To post songs, you search for a song within the app. The search will access Spotify's or SoundCloud's database for the track. Once it's found you can select it and add a caption if you wish. If you share a song from Spotify and your friends have a Spotify subscription, they'll be able to hear the full tune. Without a Spotify subscription, they'll only hear a short clip of the music. With SoundCloud songs, they'll be able to listen to the entire song.

Cymbal isn't the first to try to make music more social. Music streaming services Spotify, Rdio and others have social sharing features, most of which show you what your friends are playing or help you share music directly with them. By focusing entirely on sharing and discovery, Cymbal's more of a complement to those services, not a replacement.

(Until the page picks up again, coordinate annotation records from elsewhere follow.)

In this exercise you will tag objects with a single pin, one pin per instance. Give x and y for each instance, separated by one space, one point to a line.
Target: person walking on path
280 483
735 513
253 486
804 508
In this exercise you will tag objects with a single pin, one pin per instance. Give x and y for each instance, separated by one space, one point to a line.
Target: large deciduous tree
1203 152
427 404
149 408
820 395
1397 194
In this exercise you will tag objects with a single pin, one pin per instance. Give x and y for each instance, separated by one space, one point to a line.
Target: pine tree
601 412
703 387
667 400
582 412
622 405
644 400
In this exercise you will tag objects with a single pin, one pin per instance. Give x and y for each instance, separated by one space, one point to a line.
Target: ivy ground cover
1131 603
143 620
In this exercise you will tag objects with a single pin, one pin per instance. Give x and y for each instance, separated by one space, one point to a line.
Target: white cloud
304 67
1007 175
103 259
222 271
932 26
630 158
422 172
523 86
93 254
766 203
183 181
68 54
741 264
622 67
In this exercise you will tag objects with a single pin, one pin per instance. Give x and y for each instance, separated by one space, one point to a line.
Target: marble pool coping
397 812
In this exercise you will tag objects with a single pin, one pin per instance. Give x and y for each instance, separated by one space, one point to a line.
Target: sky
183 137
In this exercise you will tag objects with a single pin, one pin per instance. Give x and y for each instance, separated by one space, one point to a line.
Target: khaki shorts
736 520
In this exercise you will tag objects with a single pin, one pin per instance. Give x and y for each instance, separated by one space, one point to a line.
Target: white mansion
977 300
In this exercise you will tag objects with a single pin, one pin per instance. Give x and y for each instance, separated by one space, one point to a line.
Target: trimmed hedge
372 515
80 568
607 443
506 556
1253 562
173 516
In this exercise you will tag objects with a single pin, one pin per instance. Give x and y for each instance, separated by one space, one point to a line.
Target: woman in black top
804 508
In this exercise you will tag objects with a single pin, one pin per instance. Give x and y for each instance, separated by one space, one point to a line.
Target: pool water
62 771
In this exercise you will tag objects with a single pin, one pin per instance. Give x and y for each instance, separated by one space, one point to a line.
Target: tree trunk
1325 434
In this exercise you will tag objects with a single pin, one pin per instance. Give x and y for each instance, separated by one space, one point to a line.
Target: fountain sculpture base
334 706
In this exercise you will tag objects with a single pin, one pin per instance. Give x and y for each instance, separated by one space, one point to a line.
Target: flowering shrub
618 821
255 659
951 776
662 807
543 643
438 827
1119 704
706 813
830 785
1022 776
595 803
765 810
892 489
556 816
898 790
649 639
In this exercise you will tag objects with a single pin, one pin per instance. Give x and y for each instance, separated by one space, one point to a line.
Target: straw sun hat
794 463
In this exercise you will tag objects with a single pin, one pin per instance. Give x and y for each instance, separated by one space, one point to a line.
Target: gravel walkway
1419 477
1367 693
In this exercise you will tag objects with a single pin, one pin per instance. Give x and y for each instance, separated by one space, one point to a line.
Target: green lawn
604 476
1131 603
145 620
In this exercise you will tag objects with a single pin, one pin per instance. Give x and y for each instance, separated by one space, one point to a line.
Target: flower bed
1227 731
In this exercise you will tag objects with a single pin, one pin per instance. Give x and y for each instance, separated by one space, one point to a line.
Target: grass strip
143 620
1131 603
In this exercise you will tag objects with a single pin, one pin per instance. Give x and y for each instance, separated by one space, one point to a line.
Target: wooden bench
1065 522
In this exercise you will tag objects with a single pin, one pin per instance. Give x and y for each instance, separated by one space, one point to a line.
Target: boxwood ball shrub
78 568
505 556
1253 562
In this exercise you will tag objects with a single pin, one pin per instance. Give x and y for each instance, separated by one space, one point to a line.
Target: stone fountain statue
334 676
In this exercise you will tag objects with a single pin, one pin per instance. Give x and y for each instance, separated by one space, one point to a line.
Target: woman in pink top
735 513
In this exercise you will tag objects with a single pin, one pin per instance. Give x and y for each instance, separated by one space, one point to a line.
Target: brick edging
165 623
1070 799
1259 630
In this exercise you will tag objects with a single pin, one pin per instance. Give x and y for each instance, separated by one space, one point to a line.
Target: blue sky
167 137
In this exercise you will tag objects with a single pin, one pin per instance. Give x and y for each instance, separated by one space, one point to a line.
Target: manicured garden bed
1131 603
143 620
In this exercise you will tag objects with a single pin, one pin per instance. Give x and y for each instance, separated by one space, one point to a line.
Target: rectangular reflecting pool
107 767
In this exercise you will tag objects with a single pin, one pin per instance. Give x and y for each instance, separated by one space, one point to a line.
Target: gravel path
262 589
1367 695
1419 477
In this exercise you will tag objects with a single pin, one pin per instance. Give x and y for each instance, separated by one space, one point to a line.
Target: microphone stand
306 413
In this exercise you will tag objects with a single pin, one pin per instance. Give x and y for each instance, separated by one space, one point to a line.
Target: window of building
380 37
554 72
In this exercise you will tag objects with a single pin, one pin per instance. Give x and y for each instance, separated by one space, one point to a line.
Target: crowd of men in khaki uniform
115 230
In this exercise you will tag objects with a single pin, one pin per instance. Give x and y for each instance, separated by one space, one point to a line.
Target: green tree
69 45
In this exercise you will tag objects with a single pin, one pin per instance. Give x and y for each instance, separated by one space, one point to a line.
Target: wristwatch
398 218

Social networks have also tried to get more musical. Back in 2013, Twitter built #Music to help you discover new tunes from other people's tweets. It lasted roughly a year before shutting down.

Instagram introduced @music earlier this year, which is little more than an individual account run by the company that shares music and music-related photos.

After just a few days using the app, it's addicting to post songs, both to share them with friends and chronicle them for myself, so I remember what I was listening to and why.

It's easy to see that Cymbal stands a good chance of besting both Twitter's and Instagram's efforts to become a must-have app one everyone's phones. The app just needs mass adoption to make that happen.

Cymbal's already built a strong community of users, which range from regular music fans to artists, labels, college radio stations and venues.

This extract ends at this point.